もちろんこちらでも出来ることはやっているが分かった事と言えば、好きな食べ物と得意な魔法属性くらいだった。
調べろと言ってきた彼女も詳細までは分からないらしく、女子生徒の間で話題になったことは教えてくれるんだけどその情報っていうのがその日の服だったり、授業終わりに質問したら褒められた、と言う情報として扱っていいのかも分からない事だったりする。
そうして、何も手掛かりを得られないままに過ごしていて、いつもの週末。次の日が休みだと毎回俺の部屋に来るウィードは今日もいつものように部屋に来て、そうしていきなり問い詰められた。
「隠してることっていうのは?」
「それが分からないけど、俺の勘がそういってる!」
「勘かよ」
一瞬、何がばれたんだろうと思って構えたが、何かを見たわけでも聞いたわけでもなくてただの勘か。隠し事してるっていうのは外れたわけじゃないから、勘も馬鹿には出来ないんだけど学生の俺たちには何も隠していることはない。
「残念だけど、勘は外れだな」
「いーや、たぶん、きっと隠してることがあるはずだ」
たぶん、とかきっとなんて言ってる時点で本当にただの勘なんだろうし、にじり寄ってくるウィードの顔には笑顔が浮かんでいる。遊んでるだけだなこれ。
「ウィード、よく気付いたね」
「ユリエス?」
シーッと指を立てて静かにするように合図してきたユリエスは真面目そうに見える表情を作った。何か企んでいるみたいだし、このまま成り行きを見守るとするか。
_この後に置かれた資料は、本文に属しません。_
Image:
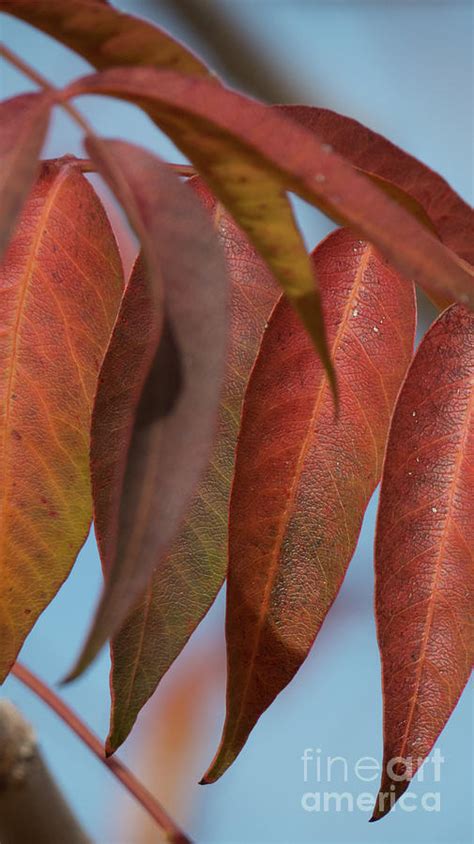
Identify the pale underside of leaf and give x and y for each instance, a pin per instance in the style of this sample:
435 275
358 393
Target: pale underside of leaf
190 575
171 422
「バレてしまったなら仕方ない。ウィード、ここで見たことは内緒にできるね?」
「ああ、もちろんだ。誰に聞かれても口外しないと誓おう」
「聞き届けたよ」
魔力を籠めた言葉が力になるように、約束を守ると誓ってそれに聞き届けたと返すまでが一種の決まり文句。別に約束を守れなかったからって何かの罰があったりするわけじゃないけど、出来なかった時に信頼とかが一気に落ちるからあまり気軽に言う言葉ではない。
少なくとも、こんなふざけてるのが分かってる状況で使うもんではない。
「実は、新しいデザートの試食を頼まれていてね。後でディオと食べるつもりだったんだ」
「なっ、新作デザートだと……!」
「ウィード、協力してくれるね」
「もちろんだ!」
ユリエスが差し出したのは、手のひらサイズの器。動かすたびに表面が波打つが零れるわけじゃないので液体ではなさそうだ。
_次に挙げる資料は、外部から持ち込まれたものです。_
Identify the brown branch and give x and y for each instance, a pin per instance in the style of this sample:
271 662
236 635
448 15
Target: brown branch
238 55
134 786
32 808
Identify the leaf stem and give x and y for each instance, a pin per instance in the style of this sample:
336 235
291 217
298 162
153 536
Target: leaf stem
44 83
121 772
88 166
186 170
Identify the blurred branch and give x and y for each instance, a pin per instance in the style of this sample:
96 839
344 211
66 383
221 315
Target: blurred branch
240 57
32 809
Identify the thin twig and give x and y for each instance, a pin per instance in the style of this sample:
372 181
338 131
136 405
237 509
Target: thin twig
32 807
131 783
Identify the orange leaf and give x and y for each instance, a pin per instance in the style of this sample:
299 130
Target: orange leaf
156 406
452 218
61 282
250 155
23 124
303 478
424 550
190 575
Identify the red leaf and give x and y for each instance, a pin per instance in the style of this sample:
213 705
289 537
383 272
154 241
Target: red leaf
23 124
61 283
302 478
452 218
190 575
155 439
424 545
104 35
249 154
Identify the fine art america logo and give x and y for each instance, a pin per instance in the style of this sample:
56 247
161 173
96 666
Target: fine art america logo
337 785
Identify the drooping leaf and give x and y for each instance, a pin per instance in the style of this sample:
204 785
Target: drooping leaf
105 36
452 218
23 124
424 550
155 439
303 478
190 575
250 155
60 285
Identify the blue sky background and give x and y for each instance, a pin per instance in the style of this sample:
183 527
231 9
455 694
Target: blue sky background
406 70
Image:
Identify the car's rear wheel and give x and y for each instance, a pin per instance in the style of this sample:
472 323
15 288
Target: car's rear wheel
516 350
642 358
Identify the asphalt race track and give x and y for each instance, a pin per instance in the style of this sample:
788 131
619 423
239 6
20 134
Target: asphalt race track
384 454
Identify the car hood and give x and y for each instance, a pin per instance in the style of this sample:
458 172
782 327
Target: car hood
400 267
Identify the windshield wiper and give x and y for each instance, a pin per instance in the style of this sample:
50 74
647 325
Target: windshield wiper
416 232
「ひっくり返して、お皿に乗せてから食べて欲しいって言われてるんだ」
そうして器をひっくり返して見えたのは、たくさんの果物が詰め込まれた透明な何か。ウィードがスプーンで突くとプルプル揺れている。
「ゼリーって言って、海の草を煮詰めたもので固めたんだってさ」
「海の草? それ食べて平気なやつ?」
「大丈夫って言ってたよ」
ウィードはしばらくツンツンと突いていたが、思い切ってスプーンを入れて中の果物ごと口に運ぶ。
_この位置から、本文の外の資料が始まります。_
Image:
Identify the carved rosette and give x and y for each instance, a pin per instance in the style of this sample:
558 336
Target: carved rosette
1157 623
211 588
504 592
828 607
「思ってたより固くないし、海の草って言われないと分からないな。うん、するっと食べれるしこれなら中に入れるのもいろいろ出来そうだ」
慎重だったのは一口目だけで、あっという間に食べきったウィードは満足そうにスプーンを置いた。
俺たちも食べたが、果物が入っているからか甘味はあるのにさっぱりと食べきれた。どうしてユリエスがこんなものを持っていたかは知らないが、結果としてウィードの言う隠し事、については一応解決したっていうことで良しとしよう。
その後、定期的に試食を頼まれることになるとは思わなかったが。